All photos©Ingrid Booz Morejohn
This is a continuation of my series of postings on Western Sichuan (see Feb 4, 2009)
During the summer of 2007 (late July) we made a week long trip to Tagong via Danba, visiting the incredibly beautiful Qiang and Tibetan villages in the area before heading up over onto the Tibetan Plateau to Tagong via Hongshi (Red Stones). Large quantities of rain had recently fallen on the area leading up to Danba and both roads and bridges had washed away or been damaged by falling rocks. We rented a van in Chengdu and headed NW via Dujiangyan and Wolong and onward through the tight, deeply shaded, slightly ominous, misty valleys that make up the border area between the Chinese world and the Tibetan in western Sichuan.
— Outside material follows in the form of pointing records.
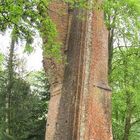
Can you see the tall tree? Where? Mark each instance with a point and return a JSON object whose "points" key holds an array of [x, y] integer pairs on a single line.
{"points": [[83, 107]]}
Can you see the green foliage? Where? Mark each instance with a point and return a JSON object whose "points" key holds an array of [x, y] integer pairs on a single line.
{"points": [[27, 17], [28, 105], [125, 81]]}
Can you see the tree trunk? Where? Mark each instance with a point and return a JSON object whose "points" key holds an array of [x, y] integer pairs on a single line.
{"points": [[9, 85], [83, 107]]}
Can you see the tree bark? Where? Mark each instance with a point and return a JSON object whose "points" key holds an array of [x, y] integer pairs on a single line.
{"points": [[9, 85], [83, 107]]}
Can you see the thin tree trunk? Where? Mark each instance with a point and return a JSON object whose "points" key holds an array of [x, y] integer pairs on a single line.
{"points": [[9, 85], [110, 50], [128, 117]]}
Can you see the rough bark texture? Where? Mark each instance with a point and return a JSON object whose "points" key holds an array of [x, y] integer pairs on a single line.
{"points": [[61, 17], [80, 106]]}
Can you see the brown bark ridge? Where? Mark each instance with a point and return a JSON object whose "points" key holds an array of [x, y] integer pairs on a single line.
{"points": [[82, 111], [58, 11]]}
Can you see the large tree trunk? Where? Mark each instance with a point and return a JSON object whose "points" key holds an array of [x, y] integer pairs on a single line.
{"points": [[80, 110]]}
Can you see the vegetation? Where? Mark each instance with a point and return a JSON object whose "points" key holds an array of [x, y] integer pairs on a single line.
{"points": [[24, 100]]}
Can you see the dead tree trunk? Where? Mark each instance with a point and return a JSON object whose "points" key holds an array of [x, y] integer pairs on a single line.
{"points": [[82, 105]]}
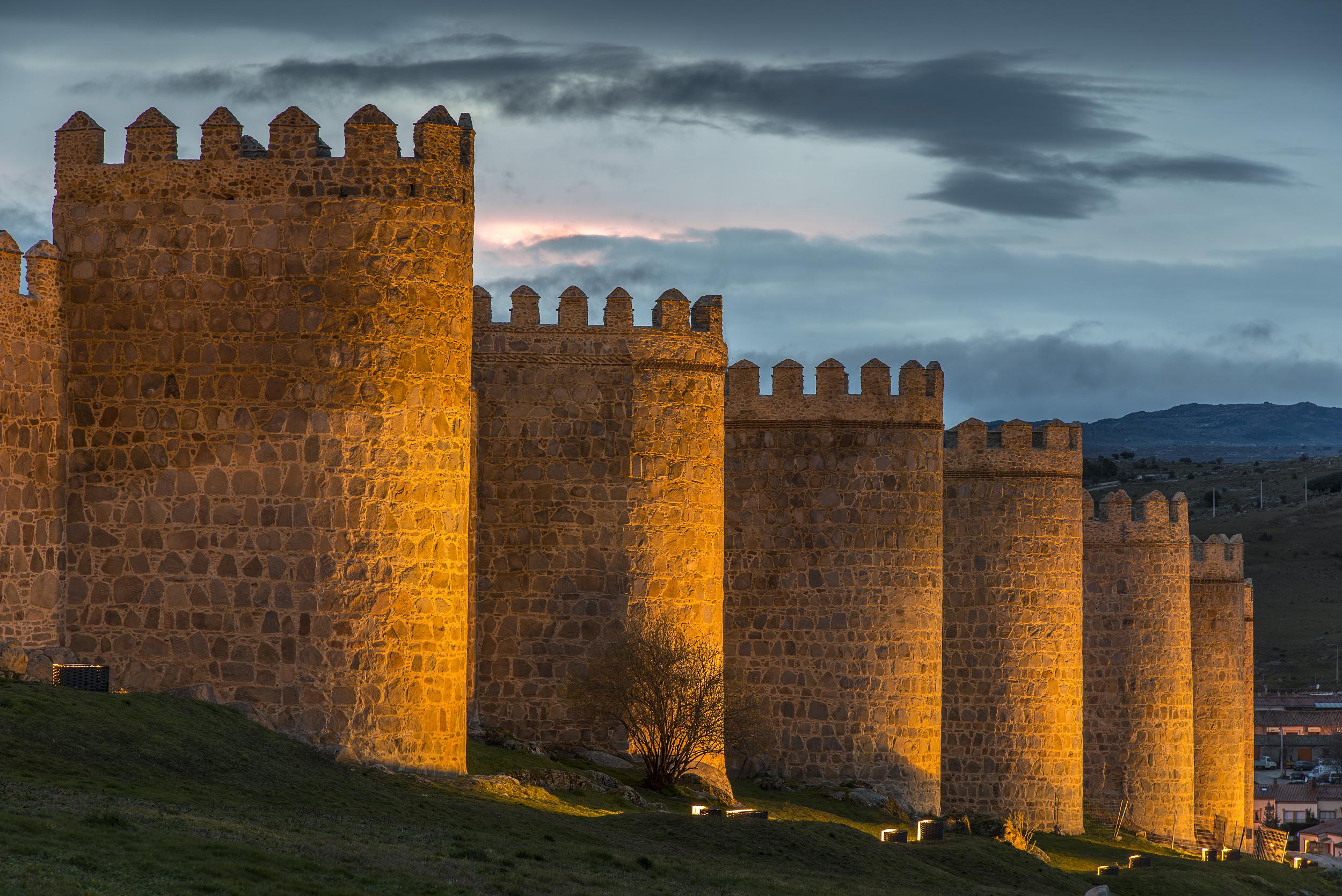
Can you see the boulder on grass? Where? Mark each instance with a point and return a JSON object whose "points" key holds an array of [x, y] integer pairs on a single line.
{"points": [[709, 781], [41, 660], [203, 691], [14, 660]]}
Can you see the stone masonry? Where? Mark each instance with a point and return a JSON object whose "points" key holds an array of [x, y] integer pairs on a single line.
{"points": [[1217, 604], [599, 493], [270, 420], [33, 348], [258, 432], [834, 572], [1247, 726], [1139, 667], [1012, 623]]}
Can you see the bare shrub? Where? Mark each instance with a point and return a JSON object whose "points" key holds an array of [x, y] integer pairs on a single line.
{"points": [[665, 687]]}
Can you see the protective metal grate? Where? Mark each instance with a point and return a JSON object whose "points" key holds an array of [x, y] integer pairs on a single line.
{"points": [[79, 676]]}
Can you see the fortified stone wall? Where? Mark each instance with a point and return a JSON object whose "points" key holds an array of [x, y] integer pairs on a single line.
{"points": [[1012, 622], [270, 420], [1217, 593], [1250, 789], [33, 359], [1139, 693], [834, 571], [599, 493]]}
This is panda, golden monkey, red panda and in the not so distant past tiger country. Lush bamboo forests and dense evergreens. The road skirts roaring rivers and small roadside habitations, hardly large enough to be called villages, many of them existing solely to maintain the road or serve food to passersby. At this time of year corn was drying from the eaves and large, meaty fuschia-coloured dahlias and brilliant nasturtiums were in profusion, giving me a hint of the maybe merry nature of the people who spent their lives here. I often marvel at the resilience of those who can exist all their days in dark, wet valleys, waiting for a ray of sunlight to pierce the gloom and lighten their hearts (or dry the wash hanging everywhere). If this were Scandinavian my mind would turn to tales of loneliness, depression and suicide, and maybe that same sad story is true here too.
The road over the Balangshan was horrendously bumpy, full of potholes and slithery, gooey mud. We made it over the pass (4523 m) at sunset just in time to catch the last rays of daylight illuminate the Four Sisters Mountain (Siguniangshan, 6250 m) before it was sucked into the night. Beneath us we could see the valley of Rilongguan. After about 14 hours of almost straight driving we pulled into the town of Danba: five adults (including the driver) and two children tumbled out with sore joints and headaches. We had hoped to make it all the way to Jiaju but the driver was exhausted, it was pitch black outside and simply too dangerous to continue. A clean, little guesthouse near the big bridge swallowed us up for the night, all of us falling asleep to the sounds of the roaring river below. The next day we awoke to glorious sunshine and entered the magical world of Danba, a microcosm of sun, flowers, stone houses, high skies and singing villages.